The Notes bear interest at a rate of 4.75% per year from the most recent payment date on which interest has been paid or provided for. Interest on the Notes is payable in arrears on May 15 and November 15 of each year. The first interest payment was made on November 15, 2013. The Notes are fully and unconditionally guaranteed, jointly and severally, by the Guarantors.
The Notes and the guarantees are, respectively, LKQ Corporation's and each Guarantor's senior unsecured obligations. The Notes are subordinated to all of LKQ Corporation's and the Guarantors' existing and future secured debt to the extent of the assets securing that secured debt. In addition, the Notes are effectively subordinated to all of the liabilities of our subsidiaries that are not guaranteeing the Notes to the extent of the assets of those subsidiaries.

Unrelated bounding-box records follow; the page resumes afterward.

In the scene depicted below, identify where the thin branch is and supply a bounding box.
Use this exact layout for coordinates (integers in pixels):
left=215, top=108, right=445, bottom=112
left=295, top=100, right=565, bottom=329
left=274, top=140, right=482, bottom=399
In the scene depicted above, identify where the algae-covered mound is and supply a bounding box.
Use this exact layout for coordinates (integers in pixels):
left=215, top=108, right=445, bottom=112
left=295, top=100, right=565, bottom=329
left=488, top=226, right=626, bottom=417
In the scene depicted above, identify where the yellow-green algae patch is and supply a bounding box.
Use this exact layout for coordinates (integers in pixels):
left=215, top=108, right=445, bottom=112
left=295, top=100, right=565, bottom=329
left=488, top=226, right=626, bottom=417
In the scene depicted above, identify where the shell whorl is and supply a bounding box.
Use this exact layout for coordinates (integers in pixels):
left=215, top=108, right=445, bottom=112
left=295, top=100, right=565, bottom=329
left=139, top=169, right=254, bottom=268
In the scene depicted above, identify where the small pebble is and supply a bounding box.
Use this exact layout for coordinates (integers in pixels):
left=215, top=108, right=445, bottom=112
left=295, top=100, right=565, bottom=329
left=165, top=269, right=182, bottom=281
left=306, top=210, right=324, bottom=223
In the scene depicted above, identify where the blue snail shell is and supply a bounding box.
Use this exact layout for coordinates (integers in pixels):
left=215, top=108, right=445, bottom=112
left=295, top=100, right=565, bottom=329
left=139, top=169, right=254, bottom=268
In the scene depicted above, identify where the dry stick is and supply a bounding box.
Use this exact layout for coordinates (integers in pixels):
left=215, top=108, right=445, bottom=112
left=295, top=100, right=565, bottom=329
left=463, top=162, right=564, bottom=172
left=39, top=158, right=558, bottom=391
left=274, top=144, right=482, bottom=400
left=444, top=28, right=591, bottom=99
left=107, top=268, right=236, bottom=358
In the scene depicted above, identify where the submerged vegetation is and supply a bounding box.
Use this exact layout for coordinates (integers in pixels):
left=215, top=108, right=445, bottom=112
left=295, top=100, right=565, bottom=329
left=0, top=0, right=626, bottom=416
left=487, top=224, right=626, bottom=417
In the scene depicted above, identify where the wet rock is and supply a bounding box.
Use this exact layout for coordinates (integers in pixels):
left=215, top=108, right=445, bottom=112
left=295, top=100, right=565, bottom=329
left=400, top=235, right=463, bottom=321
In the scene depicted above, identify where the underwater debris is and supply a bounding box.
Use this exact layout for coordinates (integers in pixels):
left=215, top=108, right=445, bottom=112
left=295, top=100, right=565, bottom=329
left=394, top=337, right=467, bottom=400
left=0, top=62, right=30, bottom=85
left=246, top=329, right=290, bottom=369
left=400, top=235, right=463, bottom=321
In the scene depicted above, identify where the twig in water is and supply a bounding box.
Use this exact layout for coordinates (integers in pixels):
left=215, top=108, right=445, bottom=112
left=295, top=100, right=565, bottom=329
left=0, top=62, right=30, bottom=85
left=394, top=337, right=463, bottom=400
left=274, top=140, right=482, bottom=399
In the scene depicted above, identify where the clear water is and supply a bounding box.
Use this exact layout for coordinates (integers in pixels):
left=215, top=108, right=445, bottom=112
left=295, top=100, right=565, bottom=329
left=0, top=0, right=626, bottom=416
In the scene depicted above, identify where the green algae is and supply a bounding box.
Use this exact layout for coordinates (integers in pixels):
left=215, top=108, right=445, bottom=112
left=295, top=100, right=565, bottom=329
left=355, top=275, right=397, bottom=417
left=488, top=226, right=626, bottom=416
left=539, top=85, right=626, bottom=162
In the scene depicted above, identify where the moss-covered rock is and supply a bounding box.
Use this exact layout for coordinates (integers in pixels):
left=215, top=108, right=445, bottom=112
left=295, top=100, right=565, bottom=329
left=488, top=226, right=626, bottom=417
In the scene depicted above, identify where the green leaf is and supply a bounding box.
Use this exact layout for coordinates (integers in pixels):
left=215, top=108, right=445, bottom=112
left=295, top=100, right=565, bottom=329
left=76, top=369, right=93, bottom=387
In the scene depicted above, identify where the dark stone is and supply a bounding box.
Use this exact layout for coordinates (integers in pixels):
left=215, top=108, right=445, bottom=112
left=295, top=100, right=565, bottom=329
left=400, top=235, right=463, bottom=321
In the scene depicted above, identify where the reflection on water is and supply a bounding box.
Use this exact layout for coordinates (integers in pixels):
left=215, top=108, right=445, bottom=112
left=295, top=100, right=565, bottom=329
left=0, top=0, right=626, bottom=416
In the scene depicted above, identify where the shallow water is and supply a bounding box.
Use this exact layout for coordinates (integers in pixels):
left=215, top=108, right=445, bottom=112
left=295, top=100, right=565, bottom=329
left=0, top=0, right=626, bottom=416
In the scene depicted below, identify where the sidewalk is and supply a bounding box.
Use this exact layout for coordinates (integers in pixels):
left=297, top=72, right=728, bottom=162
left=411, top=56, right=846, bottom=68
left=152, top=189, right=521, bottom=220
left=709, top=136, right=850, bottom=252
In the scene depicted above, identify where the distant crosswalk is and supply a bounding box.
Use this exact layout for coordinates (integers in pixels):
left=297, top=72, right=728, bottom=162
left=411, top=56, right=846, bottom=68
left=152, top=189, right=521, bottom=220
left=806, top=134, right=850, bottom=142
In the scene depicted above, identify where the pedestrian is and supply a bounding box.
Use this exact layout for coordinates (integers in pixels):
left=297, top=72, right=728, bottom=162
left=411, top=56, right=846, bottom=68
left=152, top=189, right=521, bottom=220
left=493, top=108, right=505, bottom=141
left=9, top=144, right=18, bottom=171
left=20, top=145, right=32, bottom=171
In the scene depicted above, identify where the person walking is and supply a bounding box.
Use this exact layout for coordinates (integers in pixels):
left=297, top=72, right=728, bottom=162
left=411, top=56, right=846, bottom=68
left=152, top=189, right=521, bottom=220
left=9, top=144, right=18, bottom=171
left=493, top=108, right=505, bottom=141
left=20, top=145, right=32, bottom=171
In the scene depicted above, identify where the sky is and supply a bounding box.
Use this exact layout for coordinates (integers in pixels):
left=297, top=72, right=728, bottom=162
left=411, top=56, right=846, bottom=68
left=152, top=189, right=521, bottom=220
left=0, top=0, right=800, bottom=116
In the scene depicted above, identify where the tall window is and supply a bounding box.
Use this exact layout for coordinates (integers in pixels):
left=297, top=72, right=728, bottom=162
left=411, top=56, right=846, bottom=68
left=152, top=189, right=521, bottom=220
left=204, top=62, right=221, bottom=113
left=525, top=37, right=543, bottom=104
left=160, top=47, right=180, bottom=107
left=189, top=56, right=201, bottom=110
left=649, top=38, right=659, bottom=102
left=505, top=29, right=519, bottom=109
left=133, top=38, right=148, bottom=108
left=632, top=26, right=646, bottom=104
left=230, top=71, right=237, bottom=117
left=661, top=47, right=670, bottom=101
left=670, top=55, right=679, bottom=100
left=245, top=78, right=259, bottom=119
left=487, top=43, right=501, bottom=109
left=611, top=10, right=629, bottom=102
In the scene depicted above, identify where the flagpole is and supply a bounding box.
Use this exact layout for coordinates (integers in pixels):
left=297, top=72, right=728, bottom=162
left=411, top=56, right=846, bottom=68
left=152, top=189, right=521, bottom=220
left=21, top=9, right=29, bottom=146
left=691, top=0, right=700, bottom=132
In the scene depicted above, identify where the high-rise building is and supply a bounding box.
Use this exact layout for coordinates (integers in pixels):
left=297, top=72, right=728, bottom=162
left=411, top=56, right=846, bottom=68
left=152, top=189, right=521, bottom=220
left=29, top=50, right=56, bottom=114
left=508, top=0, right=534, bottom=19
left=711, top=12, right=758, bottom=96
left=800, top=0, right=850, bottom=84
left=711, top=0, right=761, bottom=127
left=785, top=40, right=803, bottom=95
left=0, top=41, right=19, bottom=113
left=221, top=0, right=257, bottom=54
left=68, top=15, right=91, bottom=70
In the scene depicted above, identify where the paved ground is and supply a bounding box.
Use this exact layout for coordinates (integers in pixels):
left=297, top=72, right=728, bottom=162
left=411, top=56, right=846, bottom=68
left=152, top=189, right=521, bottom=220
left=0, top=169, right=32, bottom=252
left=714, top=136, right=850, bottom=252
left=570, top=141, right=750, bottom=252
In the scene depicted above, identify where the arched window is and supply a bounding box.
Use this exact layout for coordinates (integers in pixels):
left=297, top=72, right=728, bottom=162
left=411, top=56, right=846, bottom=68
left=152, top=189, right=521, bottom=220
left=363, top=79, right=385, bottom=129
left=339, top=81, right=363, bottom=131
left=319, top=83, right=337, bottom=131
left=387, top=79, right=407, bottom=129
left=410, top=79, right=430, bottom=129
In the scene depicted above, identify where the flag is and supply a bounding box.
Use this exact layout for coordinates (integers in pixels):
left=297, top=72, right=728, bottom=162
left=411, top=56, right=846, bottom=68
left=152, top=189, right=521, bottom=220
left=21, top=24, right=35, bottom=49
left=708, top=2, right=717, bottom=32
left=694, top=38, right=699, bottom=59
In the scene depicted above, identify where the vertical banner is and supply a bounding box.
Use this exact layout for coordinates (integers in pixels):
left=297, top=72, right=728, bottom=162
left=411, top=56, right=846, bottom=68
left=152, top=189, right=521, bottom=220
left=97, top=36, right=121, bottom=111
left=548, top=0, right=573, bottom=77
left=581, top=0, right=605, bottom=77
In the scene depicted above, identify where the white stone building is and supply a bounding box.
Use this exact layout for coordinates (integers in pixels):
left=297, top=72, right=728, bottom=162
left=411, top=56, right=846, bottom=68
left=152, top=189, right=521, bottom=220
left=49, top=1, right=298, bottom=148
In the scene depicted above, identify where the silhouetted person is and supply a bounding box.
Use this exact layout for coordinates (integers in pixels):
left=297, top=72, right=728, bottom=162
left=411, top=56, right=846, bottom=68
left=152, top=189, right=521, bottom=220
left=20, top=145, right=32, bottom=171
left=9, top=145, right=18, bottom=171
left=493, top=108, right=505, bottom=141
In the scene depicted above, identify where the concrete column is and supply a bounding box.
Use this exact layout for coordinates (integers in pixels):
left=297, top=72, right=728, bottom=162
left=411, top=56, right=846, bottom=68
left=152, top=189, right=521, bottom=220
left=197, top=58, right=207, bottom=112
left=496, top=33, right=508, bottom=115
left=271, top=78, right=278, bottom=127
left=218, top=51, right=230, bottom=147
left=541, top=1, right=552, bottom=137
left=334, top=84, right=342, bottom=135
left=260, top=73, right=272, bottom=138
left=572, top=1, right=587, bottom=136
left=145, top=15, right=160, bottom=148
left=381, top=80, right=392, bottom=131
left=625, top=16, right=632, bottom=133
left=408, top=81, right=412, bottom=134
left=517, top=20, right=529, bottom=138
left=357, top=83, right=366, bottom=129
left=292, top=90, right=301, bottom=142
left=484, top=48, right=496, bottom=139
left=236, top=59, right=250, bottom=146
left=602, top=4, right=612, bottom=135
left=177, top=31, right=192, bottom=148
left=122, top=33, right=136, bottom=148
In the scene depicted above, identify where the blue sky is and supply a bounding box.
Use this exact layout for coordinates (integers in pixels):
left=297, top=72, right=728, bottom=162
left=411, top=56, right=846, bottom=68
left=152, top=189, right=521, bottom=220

Receivables Securitization Facility
On September 29, 2014, LKQ Corporation amended the terms of the receivables securitization facility with The Bank of Tokyo-Mitsubishi UFJ, LTD. ("BTMU") to: (i) extend the term of the facility to October 2, 2017; (ii) increase the maximum amount available to $97 million; and (iii) make other clarifying and updating changes. Under the facility, LKQ sells an ownership interest in certain receivables, related collections and security interests to BTMU for the benefit of conduit investors and/or financial institutions for cash proceeds. Upon payment of the receivables by customers, rather than remitting to BTMU the amounts collected, LKQ retains such collections as proceeds for the sale of new receivables generated by certain of the ongoing operations of the Company.

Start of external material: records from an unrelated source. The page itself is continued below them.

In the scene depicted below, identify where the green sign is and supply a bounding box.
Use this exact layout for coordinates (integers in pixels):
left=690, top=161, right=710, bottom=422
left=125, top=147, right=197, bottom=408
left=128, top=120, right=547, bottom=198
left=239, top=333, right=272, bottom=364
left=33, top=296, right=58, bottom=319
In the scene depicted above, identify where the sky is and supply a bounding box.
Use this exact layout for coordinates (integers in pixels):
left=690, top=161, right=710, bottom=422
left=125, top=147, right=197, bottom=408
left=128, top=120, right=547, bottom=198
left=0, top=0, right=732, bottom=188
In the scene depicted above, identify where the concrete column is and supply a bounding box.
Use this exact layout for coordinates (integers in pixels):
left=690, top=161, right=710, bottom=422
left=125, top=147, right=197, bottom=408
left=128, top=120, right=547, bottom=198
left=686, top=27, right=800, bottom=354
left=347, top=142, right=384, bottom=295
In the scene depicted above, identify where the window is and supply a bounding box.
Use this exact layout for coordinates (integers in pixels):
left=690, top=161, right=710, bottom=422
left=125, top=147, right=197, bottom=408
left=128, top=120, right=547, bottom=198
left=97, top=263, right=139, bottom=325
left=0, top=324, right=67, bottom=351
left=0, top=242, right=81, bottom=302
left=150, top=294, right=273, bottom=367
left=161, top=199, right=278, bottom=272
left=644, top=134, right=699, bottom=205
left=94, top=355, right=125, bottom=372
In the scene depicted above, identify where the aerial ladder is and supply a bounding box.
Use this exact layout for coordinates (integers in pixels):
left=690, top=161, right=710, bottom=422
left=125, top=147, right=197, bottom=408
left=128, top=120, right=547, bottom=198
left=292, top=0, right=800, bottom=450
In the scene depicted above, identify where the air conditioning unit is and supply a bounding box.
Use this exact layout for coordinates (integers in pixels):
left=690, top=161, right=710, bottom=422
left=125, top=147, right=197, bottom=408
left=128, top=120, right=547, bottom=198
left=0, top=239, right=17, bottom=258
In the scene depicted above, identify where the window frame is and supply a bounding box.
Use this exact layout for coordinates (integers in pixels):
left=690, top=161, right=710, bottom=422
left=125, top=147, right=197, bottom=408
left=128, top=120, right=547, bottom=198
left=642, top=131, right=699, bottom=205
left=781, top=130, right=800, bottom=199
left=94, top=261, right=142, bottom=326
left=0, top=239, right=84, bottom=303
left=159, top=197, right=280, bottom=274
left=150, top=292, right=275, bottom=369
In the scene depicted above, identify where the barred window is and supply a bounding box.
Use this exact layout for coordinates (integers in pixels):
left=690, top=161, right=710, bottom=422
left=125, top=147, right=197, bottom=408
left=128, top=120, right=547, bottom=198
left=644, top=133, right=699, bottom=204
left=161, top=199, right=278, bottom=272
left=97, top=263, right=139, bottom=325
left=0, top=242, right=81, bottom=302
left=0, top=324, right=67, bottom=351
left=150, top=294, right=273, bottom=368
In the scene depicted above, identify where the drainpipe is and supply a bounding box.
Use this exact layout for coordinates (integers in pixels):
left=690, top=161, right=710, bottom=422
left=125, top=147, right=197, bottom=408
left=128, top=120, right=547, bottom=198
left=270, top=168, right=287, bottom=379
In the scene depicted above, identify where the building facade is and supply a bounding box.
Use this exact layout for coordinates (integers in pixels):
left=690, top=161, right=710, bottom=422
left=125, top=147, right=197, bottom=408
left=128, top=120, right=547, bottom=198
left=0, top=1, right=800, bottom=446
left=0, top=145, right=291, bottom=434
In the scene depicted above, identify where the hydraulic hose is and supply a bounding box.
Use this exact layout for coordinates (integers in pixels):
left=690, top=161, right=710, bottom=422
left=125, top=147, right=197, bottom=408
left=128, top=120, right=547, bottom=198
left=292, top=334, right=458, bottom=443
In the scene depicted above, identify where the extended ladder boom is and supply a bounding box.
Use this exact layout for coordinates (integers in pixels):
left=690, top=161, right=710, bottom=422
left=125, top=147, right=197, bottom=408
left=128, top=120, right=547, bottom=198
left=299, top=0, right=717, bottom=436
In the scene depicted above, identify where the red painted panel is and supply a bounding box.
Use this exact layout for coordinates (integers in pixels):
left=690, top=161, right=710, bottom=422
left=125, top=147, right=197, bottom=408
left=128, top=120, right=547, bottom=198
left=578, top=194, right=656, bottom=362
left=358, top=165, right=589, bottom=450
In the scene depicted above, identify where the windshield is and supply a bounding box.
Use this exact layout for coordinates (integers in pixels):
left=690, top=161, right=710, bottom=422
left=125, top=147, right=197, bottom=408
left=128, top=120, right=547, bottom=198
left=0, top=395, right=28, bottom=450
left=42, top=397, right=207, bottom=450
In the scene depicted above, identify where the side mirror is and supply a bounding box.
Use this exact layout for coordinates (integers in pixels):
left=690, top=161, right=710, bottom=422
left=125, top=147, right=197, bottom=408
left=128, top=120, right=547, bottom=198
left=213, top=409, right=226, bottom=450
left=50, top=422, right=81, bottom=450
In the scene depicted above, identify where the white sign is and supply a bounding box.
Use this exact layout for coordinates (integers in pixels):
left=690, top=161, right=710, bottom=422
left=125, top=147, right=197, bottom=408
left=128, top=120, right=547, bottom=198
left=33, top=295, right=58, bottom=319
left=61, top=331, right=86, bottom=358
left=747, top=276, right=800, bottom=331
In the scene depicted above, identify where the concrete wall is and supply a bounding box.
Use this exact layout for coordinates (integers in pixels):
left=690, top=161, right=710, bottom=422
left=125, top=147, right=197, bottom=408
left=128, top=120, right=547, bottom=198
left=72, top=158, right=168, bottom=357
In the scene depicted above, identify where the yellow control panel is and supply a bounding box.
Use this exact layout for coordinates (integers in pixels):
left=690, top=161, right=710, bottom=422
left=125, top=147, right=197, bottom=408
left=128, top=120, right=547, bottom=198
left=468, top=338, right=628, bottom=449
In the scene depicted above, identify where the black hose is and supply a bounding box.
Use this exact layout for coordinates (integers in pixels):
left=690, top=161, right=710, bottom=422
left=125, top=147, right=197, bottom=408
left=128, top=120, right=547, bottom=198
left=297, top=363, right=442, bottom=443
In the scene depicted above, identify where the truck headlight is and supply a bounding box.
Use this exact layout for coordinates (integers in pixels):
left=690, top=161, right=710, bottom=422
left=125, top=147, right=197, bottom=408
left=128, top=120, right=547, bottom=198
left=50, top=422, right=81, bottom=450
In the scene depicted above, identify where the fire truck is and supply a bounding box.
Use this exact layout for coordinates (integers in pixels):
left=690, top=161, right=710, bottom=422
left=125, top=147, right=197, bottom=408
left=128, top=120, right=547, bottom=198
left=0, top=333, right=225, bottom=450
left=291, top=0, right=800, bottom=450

The sale of the ownership interest in the receivables is accounted for as a secured borrowing in our Unaudited Condensed Consolidated Balance Sheets, under which the receivables included in the program collateralize the amounts invested by BTMU, the conduit investors and/or financial institutions (the "Purchasers"). The receivables are held by LKQ Receivables Finance Company, LLC ("LRFC"), a wholly owned bankruptcy-remote special purpose subsidiary of LKQ, and therefore, the receivables are available first to satisfy the creditors of LRFC, including the investors. As of September 30, 2015 and December 31, 2014, $128.3 million and $129.5 million, respectively, of net receivables were collateral for the investment under the receivables facility.
Under the receivables facility, we pay variable interest rates plus a margin on the outstanding amounts invested by the Purchasers. The variable rates are based on (i) commercial paper rates, (ii) the London InterBank Offered Rate ("LIBOR"), or (iii) base rates, and are payable monthly in arrears. Commercial paper rates will be the applicable variable rate unless conduit investors are not available to invest in the receivables at commercial paper rates. In such case, financial institutions will invest at the LIBOR rate or at base rates. We also pay a commitment fee on the excess of the investment maximum over the average daily outstanding investment, payable monthly in arrears. As of September 30, 2015, the interest rate under the receivables facility was based on commercial paper rates and was 0.98%. The outstanding balances of $89.8 million and $94.9 million as of September 30, 2015 and December 31, 2014, respectively, were classified as long-term on the Unaudited Condensed Consolidated Balance Sheets because we have the ability and intent to refinance these borrowings on a long-term basis.